Dari mana dia tahu dirinya seorang laki-laki panggilan dan mengapa dia memanggil dirinya degan cara seperti ini.
"Nina, kamu?",
"Aku tahu kakak pasti kaget",
Menatap antara curiga dan ingin tahu apa sebenarnya motif utama Nina memanggil dirinya dengan cara tidak fair seperti itu. Dirinya bukan artis atau orang yang banyak kelebihan sehingga menjadikannya secret admirer atau pengagum rahasianya. Seseorang yang diam-diam memperhatikan segala kegiatannya dari kejauhan.
Tertawa atas perkiraannya sendiri, Reza mengangkat handphone, lalu menunjukanya pada Nina.
"Jadi ini nomor kamu?"
Tak menjawab hingga seseorang muncul dari arah belakang, tepatnya dari pintu yang setengahnya terbuka.
"Itu nomorku. Namaku Maria!" ucap seorang wanita tiba-tiba dari arah belakang. Membuat Reza menoleh, berbalik pada wanita yang tidak dikenalinya.
Tampak mengunci pintu dengan posisi badan dan wajah tetap mengarah kepadanya. Kini dirinya mulai memikirkan hal-hal aneh atau tindakan buruk yang mungkin menimpanya. Kembali melihati Nina dengan pandangan mencurigai.
"Nina, jelaskan padaku, apa yang sebenarnya terjadi?"
Namun sepertinya Nina tak tertarik untuk menjelaskan sesuatu yang sebenarnya Reza sudah dapat memperkirakan.
"Tak ada yang perlu dijelaskan", Wanita yang sekilas tak terlalu asing untuk Reza.
Masih berdiri diposisinya sambil tetap melihatinya.
Raut senang pada wajah kakunya yang menjadikannya terlihat menakutkan.
"Nina..!"
Menegaskan agar Nina menjelaskan apa yang mereka rencanakan dan apa yang dia inginkan.
"Kakak jangan takut. Aku tidak akan berbuat jahat seperti yang kakak pikirkan sekarang", seolah dapat membaca pikirannya.

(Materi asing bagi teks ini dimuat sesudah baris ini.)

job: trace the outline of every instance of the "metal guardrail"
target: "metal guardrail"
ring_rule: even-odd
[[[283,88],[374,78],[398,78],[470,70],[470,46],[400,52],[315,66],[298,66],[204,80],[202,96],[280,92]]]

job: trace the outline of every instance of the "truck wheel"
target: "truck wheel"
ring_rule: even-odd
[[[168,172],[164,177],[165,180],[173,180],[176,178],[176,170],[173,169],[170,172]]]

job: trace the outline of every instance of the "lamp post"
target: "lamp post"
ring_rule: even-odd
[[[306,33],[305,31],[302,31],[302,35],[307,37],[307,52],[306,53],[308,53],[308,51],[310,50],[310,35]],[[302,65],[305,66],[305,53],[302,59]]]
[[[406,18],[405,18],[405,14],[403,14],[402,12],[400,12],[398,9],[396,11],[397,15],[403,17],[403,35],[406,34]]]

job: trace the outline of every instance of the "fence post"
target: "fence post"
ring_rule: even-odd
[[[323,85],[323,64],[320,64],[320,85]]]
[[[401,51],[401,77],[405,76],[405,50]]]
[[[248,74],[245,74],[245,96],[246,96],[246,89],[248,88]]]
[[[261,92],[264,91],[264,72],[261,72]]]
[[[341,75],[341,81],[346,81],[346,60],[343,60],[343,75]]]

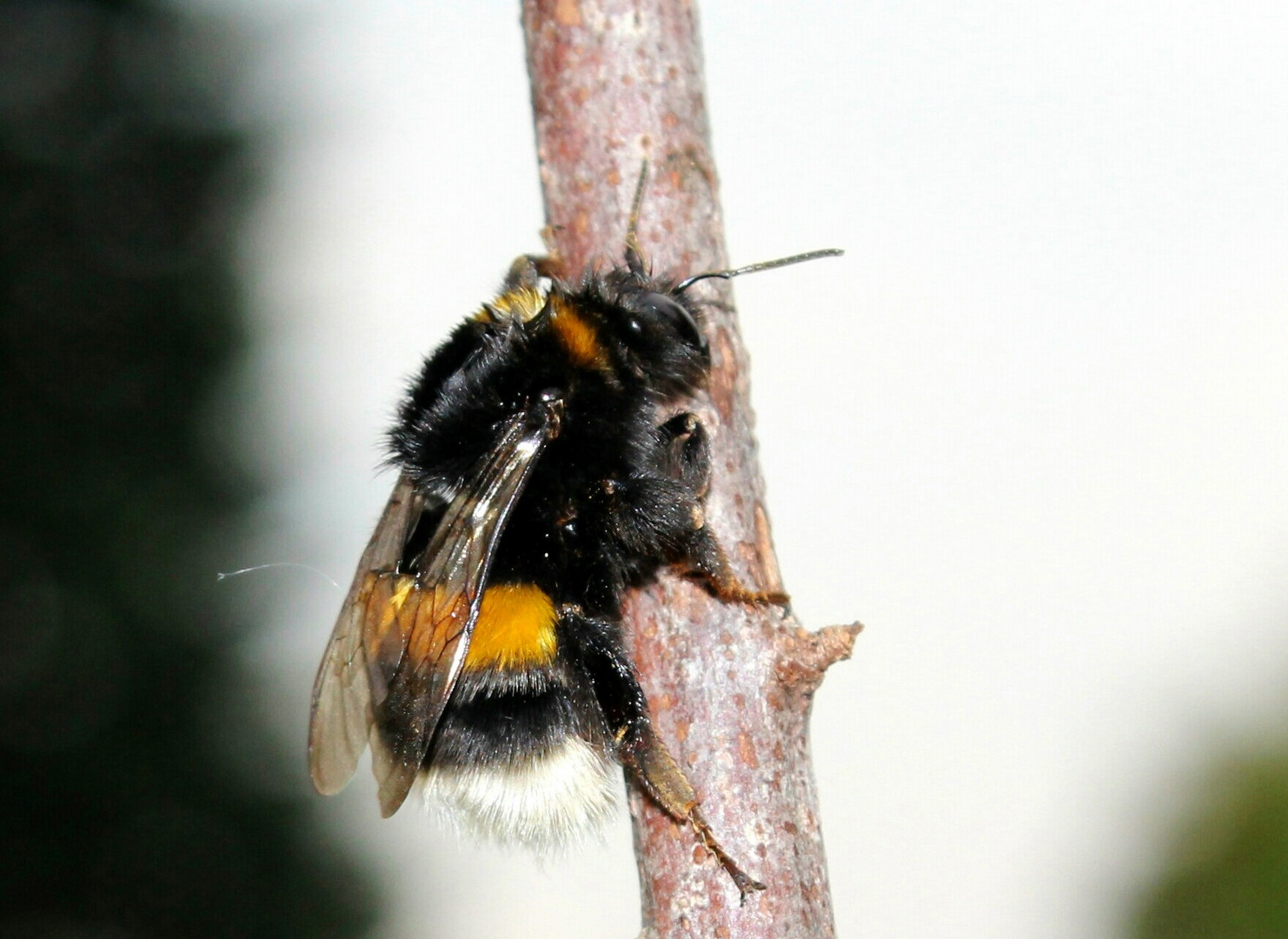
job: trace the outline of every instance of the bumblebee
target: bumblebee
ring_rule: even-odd
[[[348,783],[370,746],[389,817],[420,779],[464,828],[537,848],[598,827],[621,764],[733,877],[683,770],[657,737],[622,641],[622,596],[663,565],[723,600],[744,587],[703,518],[711,475],[698,419],[667,406],[711,358],[707,277],[625,263],[577,283],[520,258],[500,294],[424,363],[390,433],[399,470],[313,688],[309,769]]]

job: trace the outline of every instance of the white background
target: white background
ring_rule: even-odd
[[[196,1],[196,0],[193,0]],[[541,247],[518,5],[200,0],[256,36],[247,563],[348,581],[420,357]],[[1206,761],[1288,676],[1285,8],[702,4],[781,565],[860,618],[814,751],[844,936],[1123,933]],[[283,746],[340,591],[247,649]],[[303,756],[291,787],[307,786]],[[631,936],[625,818],[538,866],[322,806],[384,936]]]

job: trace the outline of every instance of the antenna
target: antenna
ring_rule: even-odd
[[[687,277],[675,285],[675,292],[679,292],[687,287],[692,287],[698,281],[705,281],[710,277],[719,277],[721,281],[728,281],[732,277],[738,277],[739,274],[752,274],[757,270],[772,270],[774,268],[786,268],[788,264],[800,264],[801,261],[817,260],[818,258],[837,258],[845,254],[838,247],[824,247],[818,251],[806,251],[805,254],[793,254],[788,258],[778,258],[772,261],[760,261],[759,264],[748,264],[744,268],[733,268],[732,270],[707,270],[701,274],[694,274],[693,277]]]
[[[632,274],[644,274],[644,254],[640,251],[639,237],[635,229],[640,224],[640,205],[644,202],[644,183],[648,182],[648,157],[640,166],[640,178],[635,183],[635,197],[631,200],[631,218],[626,223],[626,267]]]

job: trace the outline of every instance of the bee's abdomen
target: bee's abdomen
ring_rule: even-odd
[[[621,778],[598,707],[574,694],[558,667],[464,678],[424,770],[429,804],[475,836],[538,850],[596,831]]]

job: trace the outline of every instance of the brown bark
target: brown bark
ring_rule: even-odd
[[[723,268],[697,17],[684,0],[524,0],[547,247],[577,276],[620,263],[631,194],[652,164],[639,241],[653,269]],[[744,260],[744,259],[741,259]],[[778,589],[728,283],[705,281],[714,368],[694,403],[711,435],[707,519],[743,581]],[[645,934],[833,935],[808,747],[813,692],[857,626],[806,632],[777,607],[725,604],[665,576],[630,598],[627,634],[658,733],[725,849],[765,893],[738,893],[693,835],[632,788]]]

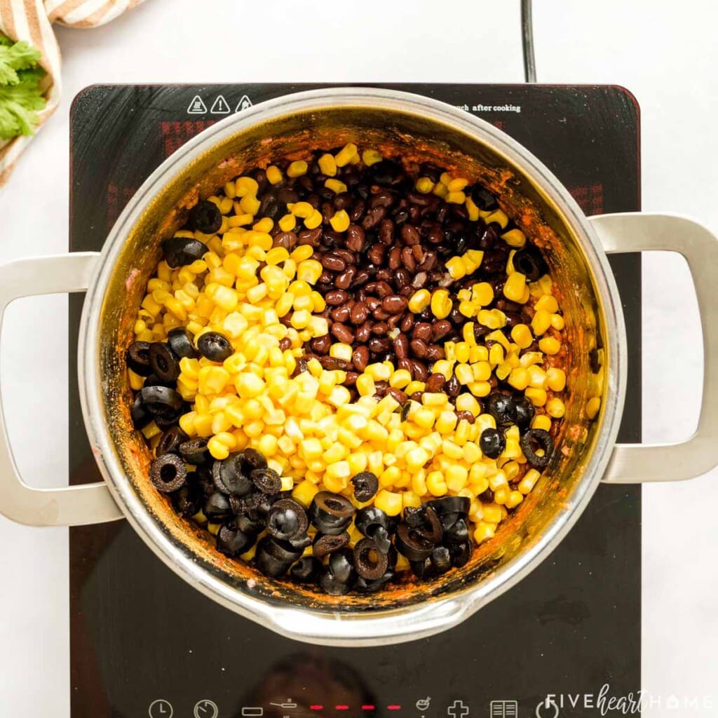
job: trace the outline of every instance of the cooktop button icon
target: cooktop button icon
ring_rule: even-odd
[[[536,718],[559,718],[559,707],[546,699],[536,706]]]
[[[517,718],[518,702],[517,701],[492,701],[490,718]]]
[[[194,714],[195,718],[217,718],[220,714],[220,709],[214,701],[204,698],[195,704]]]
[[[164,700],[164,698],[158,698],[156,701],[152,701],[147,709],[147,715],[149,718],[172,718],[172,704]]]
[[[451,718],[466,718],[469,714],[469,707],[463,701],[454,701],[447,708],[447,715]]]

Dan wanita seumur dua kali lipat usia Nina, kini menjadi seperti penjaga pintu yang tidak akan membiarkannya kabur. Jika tak ada dirinya mungkin Reza bisa berkomunikasi dan bersikap lebih tenang pada Nina.
"Sebenarnya, aku sudah lama suka kakak", ucapnya memberitahu. "Aku yang memberikan nomor kakak ke tante Maria", sambungnya.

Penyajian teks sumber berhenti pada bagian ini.